About 225,000 iPhone and iPad users have been victimized by hackers through a malware known as KeyRaider.
According to security experts who uncovered the cyber attack, those who were targeted were running jailbreak versions of Apple's iOS operating system, CNN Money reported.
Security firm Palo Alto Network noted that the incident is the largest account theft case to hit users of the Cupertino-based tech giant's platform. Some of the victims' account details for iTunes, App Store and Apple ID got stolen while others' devices were locked out by hackers and are being held for ransom.

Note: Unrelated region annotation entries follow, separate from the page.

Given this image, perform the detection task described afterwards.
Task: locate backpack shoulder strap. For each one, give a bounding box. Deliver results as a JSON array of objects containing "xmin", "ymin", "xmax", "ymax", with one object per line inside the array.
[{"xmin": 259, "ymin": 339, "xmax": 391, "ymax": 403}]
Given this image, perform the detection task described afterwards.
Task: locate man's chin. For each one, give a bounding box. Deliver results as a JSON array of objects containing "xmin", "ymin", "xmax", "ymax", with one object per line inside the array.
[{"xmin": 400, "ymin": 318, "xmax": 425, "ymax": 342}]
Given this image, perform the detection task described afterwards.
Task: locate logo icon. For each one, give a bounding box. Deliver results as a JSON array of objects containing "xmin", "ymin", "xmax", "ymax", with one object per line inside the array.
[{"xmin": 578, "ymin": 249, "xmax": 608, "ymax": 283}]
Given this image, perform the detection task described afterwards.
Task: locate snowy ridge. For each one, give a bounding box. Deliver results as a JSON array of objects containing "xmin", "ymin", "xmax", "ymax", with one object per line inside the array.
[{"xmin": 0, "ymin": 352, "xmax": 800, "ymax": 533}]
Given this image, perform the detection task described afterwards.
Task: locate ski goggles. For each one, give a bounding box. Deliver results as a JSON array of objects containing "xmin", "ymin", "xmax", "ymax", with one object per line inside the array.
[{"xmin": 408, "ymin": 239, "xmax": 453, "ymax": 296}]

Some of the account information, however, were shared to the public by the hackers. Other people were then able to purchase apps from Apple's iTunes using the stolen information. According to reports, around 20,000 people have already benefited from illegally using other users' accounts.

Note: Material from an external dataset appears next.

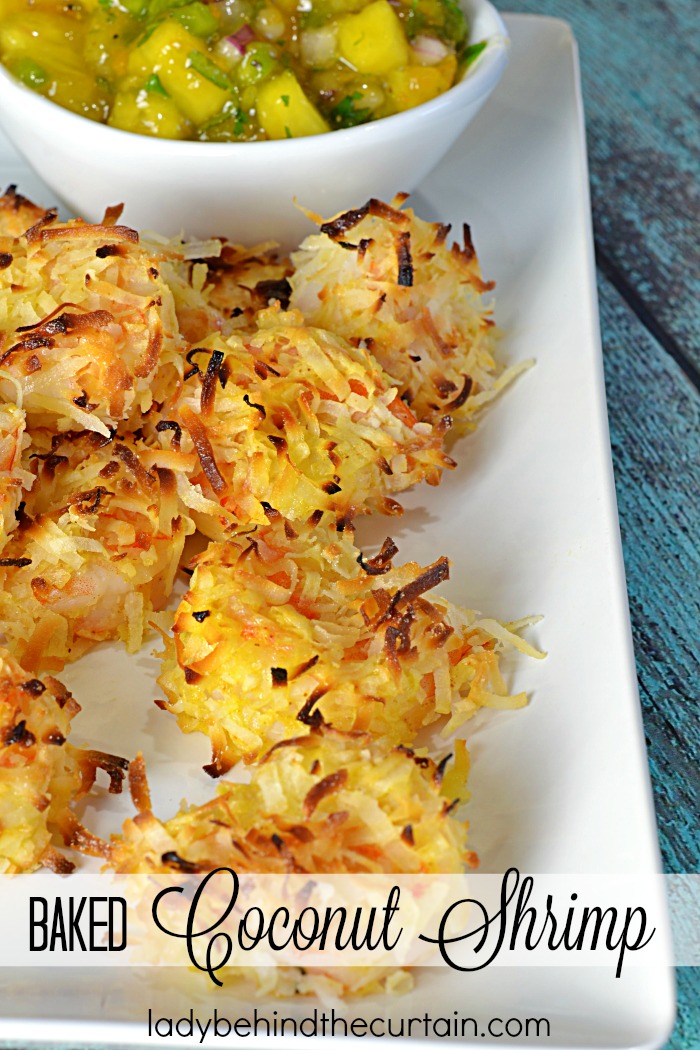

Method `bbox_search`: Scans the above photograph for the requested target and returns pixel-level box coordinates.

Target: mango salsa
[0,0,480,142]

Originally, the KeyRaider malware targeted Apple users in China, the country where most iOS jailbreak developers operate. However, due to the growing number of people using jailbroken software, the malware has spread to 18 other countries including the U.S.
According to Tech Insider, despite the included risks, many users still prefer to use jailbreak versions of Apple's platform. Through these, they are able to make various modifications to their devices' firmware and download apps that are not available in Apple's App Store.

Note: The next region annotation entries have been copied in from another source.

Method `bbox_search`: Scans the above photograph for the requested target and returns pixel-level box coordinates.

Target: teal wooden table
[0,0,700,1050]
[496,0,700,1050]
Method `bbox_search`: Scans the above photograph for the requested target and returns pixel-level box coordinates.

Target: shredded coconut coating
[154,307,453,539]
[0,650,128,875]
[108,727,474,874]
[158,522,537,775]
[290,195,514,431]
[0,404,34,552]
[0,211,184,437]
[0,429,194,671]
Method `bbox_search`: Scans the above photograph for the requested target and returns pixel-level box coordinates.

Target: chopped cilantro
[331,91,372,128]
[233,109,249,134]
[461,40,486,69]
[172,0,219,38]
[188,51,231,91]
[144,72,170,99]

The trade-off, however, is that developers need to bypass Apple's security firmware to jailbreak iOS. Without this firmware, users are left susceptible to cyber attacks of hackers, which is exactly what happened through the KeyRaider malware.
According to Palo Alto Network and other Chinese tech groups that discovered the hack, the malware was spread through Cydia, a site that offers apps for jailbroken devices. Based on the malware's code, the security researchers suspect that user mischa07 was involved in the development of KeyRaider.
Apple has not yet issued an official statement regarding the incident but for years now, the company has been lobbying against the use of jailbroken software. In fact, with new versions of the iOS platform, the company includes a patch to prevent them from being modified.
However, developers have found a way to get around this patch to create a jailbreak version.
Although the latest incident only affects users of jailbroken devices and platforms, it still reminds users about the dangers of cyber attacks. Aside from Apple, Google is also facing the same threat in the form of the Stagefright exploit that targets Android users.